PNE completa um ano, mas precisa sair do papel
Daniel Cara
O Plano Nacional de Educação completa hoje seu primeiro ano de vigência. A expectativa sobre o cumprimento de seus dispositivos permanece alta. Basicamente, o PNE pretende ser um primeiro e decisivo passo para que o Brasil resolva sua extensa dívida educacional. Mas é preciso encarar a realidade: mesmo se forem considerados todos os esforços empreendidos, nesse primeiro ano de vigência da Lei 13.005/2014, pouco foi feito. Em outras palavras, o que foi realizado até aqui é insuficiente.

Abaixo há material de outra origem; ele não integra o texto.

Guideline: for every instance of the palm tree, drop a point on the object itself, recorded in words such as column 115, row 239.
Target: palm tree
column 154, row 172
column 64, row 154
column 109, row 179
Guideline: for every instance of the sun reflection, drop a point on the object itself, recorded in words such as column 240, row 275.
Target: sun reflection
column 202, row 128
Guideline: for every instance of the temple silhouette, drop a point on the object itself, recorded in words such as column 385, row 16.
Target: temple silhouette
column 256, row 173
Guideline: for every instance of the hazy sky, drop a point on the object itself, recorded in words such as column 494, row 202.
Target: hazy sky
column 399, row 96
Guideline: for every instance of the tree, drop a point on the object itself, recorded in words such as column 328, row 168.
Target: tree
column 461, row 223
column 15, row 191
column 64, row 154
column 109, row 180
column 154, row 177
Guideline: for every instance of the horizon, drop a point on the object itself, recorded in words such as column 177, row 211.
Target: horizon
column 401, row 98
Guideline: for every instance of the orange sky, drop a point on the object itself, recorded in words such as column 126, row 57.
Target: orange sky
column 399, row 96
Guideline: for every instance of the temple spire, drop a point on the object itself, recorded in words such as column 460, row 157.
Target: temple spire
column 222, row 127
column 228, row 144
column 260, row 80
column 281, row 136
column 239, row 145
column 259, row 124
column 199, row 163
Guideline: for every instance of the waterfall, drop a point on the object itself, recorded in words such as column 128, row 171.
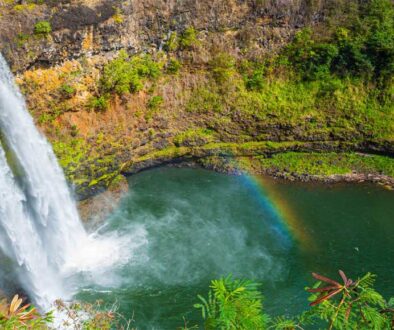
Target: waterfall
column 40, row 229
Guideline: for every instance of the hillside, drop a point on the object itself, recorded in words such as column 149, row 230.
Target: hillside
column 121, row 86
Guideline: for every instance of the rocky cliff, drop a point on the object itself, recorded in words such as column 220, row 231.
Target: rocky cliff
column 191, row 88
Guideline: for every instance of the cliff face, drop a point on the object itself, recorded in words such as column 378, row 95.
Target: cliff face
column 83, row 28
column 206, row 89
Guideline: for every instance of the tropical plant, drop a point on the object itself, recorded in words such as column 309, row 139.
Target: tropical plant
column 17, row 315
column 347, row 305
column 124, row 74
column 42, row 28
column 232, row 304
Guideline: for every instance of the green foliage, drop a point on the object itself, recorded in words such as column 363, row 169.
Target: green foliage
column 232, row 304
column 365, row 47
column 173, row 66
column 67, row 90
column 342, row 305
column 124, row 74
column 188, row 38
column 312, row 59
column 328, row 163
column 222, row 67
column 351, row 305
column 155, row 102
column 42, row 28
column 98, row 103
column 204, row 100
column 172, row 44
column 194, row 137
column 17, row 316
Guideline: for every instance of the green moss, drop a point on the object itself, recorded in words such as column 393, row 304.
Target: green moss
column 42, row 28
column 155, row 102
column 194, row 137
column 124, row 74
column 188, row 38
column 328, row 163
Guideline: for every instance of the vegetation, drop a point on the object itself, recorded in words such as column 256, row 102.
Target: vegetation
column 237, row 304
column 16, row 315
column 124, row 74
column 188, row 38
column 232, row 304
column 42, row 28
column 327, row 163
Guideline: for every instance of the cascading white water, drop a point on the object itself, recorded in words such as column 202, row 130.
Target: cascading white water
column 38, row 218
column 40, row 229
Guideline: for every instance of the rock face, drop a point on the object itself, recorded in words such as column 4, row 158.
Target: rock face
column 203, row 110
column 83, row 28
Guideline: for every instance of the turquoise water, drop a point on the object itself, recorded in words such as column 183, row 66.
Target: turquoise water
column 192, row 225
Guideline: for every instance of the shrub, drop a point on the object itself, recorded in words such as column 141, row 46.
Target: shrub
column 172, row 43
column 18, row 316
column 98, row 103
column 232, row 304
column 222, row 67
column 155, row 102
column 67, row 90
column 173, row 66
column 188, row 38
column 123, row 74
column 346, row 304
column 42, row 28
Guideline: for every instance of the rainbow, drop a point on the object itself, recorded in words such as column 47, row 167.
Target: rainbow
column 287, row 222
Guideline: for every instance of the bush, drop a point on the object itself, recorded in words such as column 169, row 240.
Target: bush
column 98, row 103
column 188, row 38
column 42, row 28
column 343, row 304
column 155, row 102
column 172, row 43
column 67, row 90
column 123, row 74
column 173, row 66
column 232, row 304
column 222, row 67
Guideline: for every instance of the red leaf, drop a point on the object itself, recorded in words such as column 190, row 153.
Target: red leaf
column 326, row 297
column 325, row 279
column 344, row 278
column 327, row 288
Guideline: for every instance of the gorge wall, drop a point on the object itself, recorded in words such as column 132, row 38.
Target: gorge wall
column 192, row 100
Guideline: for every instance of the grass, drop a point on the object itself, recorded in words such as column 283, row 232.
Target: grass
column 325, row 164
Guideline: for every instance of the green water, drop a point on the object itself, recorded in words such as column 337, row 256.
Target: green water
column 193, row 225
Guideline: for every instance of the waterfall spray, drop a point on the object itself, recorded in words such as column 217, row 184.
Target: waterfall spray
column 39, row 223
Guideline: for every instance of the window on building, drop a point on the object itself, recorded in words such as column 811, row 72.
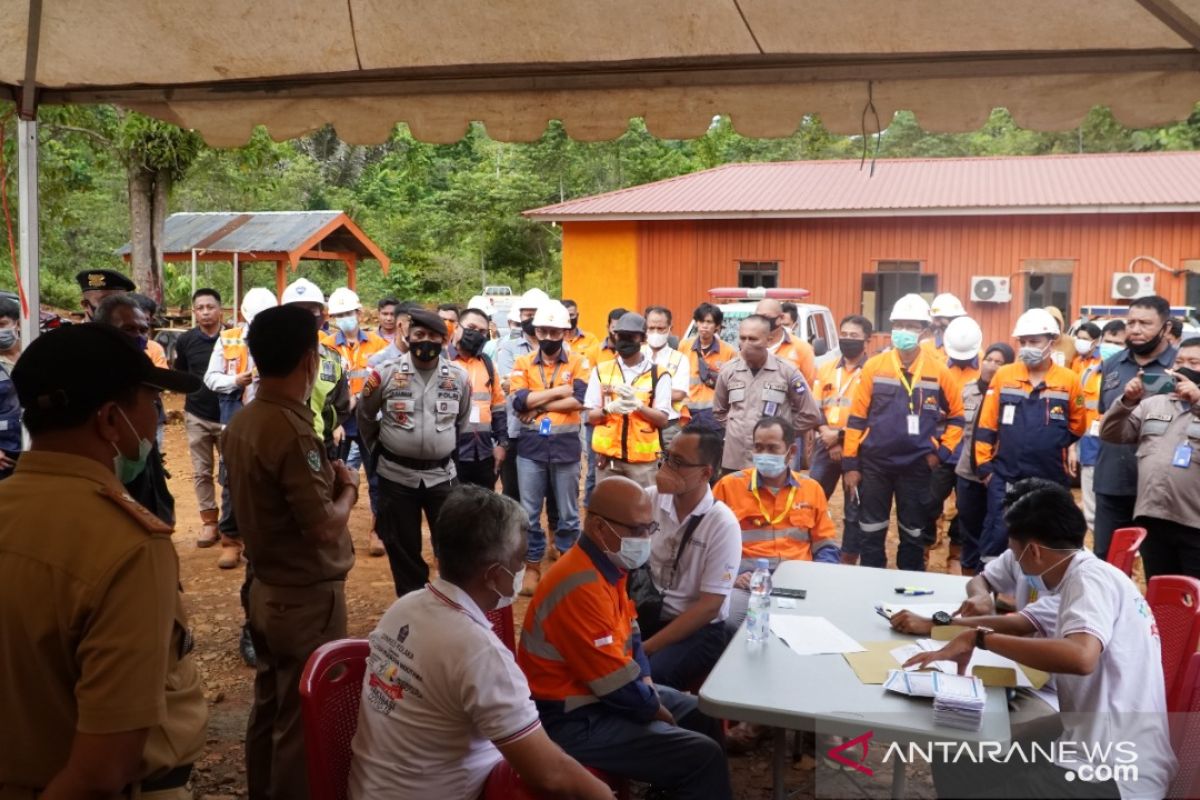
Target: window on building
column 757, row 275
column 889, row 282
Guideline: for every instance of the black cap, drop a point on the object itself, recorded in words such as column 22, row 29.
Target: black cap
column 111, row 280
column 82, row 367
column 429, row 320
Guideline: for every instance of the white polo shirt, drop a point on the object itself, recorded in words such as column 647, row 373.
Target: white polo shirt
column 709, row 563
column 439, row 693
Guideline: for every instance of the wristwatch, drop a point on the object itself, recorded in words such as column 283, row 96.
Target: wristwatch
column 982, row 637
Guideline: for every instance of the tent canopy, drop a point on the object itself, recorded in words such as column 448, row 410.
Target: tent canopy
column 223, row 66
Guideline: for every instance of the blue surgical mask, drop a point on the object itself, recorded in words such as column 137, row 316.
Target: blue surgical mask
column 129, row 468
column 904, row 340
column 769, row 464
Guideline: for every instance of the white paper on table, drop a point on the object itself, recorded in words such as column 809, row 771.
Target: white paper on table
column 811, row 636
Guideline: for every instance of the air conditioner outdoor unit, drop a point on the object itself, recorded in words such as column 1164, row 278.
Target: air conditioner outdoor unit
column 1131, row 286
column 990, row 288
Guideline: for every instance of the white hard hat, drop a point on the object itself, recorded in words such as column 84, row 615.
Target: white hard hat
column 963, row 338
column 910, row 307
column 256, row 301
column 342, row 300
column 947, row 305
column 1036, row 322
column 303, row 290
column 552, row 314
column 532, row 299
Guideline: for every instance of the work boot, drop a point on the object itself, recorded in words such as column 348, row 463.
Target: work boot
column 209, row 534
column 533, row 575
column 231, row 552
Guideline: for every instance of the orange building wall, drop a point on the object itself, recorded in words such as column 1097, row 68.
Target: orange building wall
column 681, row 260
column 600, row 270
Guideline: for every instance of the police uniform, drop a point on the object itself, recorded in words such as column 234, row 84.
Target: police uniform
column 413, row 443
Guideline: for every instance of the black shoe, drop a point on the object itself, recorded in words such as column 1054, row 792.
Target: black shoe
column 246, row 647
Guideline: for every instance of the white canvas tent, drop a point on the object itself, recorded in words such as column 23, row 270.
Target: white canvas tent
column 223, row 66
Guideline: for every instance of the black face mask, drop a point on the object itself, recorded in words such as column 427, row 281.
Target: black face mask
column 472, row 341
column 852, row 348
column 425, row 350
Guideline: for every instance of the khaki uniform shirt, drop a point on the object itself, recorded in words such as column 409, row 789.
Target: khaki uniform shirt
column 415, row 416
column 93, row 632
column 742, row 398
column 282, row 487
column 1162, row 427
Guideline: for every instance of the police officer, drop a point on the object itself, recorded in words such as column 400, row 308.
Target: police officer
column 292, row 506
column 100, row 695
column 425, row 405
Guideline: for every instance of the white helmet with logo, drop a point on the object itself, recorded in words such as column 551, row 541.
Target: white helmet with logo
column 963, row 338
column 342, row 300
column 552, row 314
column 256, row 301
column 1036, row 322
column 303, row 290
column 911, row 307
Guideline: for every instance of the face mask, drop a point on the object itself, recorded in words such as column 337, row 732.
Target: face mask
column 129, row 468
column 769, row 464
column 904, row 340
column 852, row 348
column 627, row 348
column 472, row 341
column 425, row 350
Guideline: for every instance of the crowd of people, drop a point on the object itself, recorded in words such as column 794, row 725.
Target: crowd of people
column 627, row 482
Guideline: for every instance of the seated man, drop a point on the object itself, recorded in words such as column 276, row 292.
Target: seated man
column 694, row 558
column 1104, row 653
column 582, row 654
column 783, row 515
column 443, row 701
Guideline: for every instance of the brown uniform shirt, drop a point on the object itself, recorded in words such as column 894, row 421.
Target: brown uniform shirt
column 282, row 486
column 93, row 632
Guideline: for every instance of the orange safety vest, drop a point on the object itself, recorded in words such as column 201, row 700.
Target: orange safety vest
column 786, row 525
column 628, row 437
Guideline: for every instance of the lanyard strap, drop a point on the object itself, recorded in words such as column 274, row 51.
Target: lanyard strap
column 762, row 509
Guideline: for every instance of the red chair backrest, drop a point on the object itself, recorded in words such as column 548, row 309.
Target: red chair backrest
column 1123, row 548
column 330, row 689
column 1175, row 602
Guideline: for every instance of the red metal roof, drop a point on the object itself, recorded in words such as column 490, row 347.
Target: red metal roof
column 1078, row 184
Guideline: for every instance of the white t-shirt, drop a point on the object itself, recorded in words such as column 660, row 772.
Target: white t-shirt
column 441, row 691
column 1123, row 702
column 709, row 563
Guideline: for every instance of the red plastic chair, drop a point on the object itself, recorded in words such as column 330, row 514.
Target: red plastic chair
column 1175, row 602
column 1123, row 548
column 330, row 689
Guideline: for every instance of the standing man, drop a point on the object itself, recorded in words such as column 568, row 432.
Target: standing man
column 891, row 447
column 1032, row 413
column 292, row 507
column 425, row 405
column 628, row 402
column 754, row 385
column 1115, row 479
column 483, row 446
column 202, row 411
column 100, row 696
column 549, row 408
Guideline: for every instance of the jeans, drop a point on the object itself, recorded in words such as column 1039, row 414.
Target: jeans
column 539, row 480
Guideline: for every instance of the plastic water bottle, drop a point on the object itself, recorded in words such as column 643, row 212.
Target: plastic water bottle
column 759, row 609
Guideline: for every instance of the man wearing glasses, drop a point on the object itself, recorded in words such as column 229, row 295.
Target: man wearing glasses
column 694, row 559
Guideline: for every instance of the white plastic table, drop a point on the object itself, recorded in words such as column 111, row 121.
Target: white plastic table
column 768, row 684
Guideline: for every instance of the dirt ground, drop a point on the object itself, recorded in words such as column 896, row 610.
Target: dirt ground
column 216, row 615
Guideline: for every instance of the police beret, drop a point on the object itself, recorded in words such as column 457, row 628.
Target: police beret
column 112, row 280
column 429, row 320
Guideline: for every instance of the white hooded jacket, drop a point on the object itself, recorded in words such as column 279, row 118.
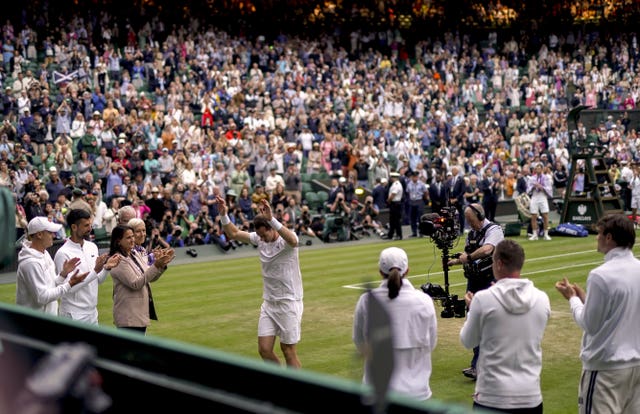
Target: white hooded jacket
column 507, row 321
column 36, row 281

O PNE deve ser compreendido como um patrimônio da sociedade brasileira. Não pertence a nenhum governo ou partido. Sua tramitação foi marcada por uma intensa interlocução entre sociedade civil, parlamentares e governantes. Afora a equivocada contabilização de parcerias público-privadas no investimento público em educação e a lamentável extração de instrumentos para o combate às discriminações de gênero, raça e etnia e orientação sexual nas escolas, quase tudo que está inscrito na Lei é fruto de consenso.
Diante de toda essa legitimidade, o cumprimento do PNE não deveria ser tão penoso. No entanto, não é o que acontece. Sancionado em 25 de junho do ano passado, sem qualquer cerimônia oficial, o plano ainda não recebeu a centralidade necessária.
Os primeiros meses de vigência do PNE coincidiram com o calendário eleitoral de 2014. Finalizadas as eleições, a preocupação da maior parte dos gestores públicos recaiu sobre a composição dos governos, em especial do governo federal.
O início do primeiro semestre de 2015 trouxe esperança. Na cerimônia de posse, Dilma Rousseff anunciou que o lema da sua segunda gestão seria “Brasil: pátria educadora”. No entanto, a própria presidenta passou meses sem sequer mencionar o PNE em seus discursos. Na sequência, o Ministro Roberto Mangabeira Unger lançou o documento “Pátria educadora: a qualificação do ensino básico como obra de construção nacional”, recebendo quase toda a atenção do debate educacional. O cumprimento do PNE foi secundarizado.
O tempo passou. Durante o primeiro ano de vigência do plano o país já contou com três ministros da educação: José Henrique Paim Fernandes, Cid Ferreira Gomes e Renato Janine Ribeiro. Até o momento, nem o essencial não foi feito. Não foi desencadeado sequer um processo de definição dos indicadores para avaliar o cumprimento dos dispositivos do PNE, tampouco foi divulgada uma linha de base oficial do plano – um relatório dedicado a oficializar o ponto de partida do Brasil no PNE, considerando cada uma das metas e suas estratégias. Sem qualquer referência acordada – e ela precisa ser acordada! –, fica ainda mais evidente o descumprimento dos dispositivos.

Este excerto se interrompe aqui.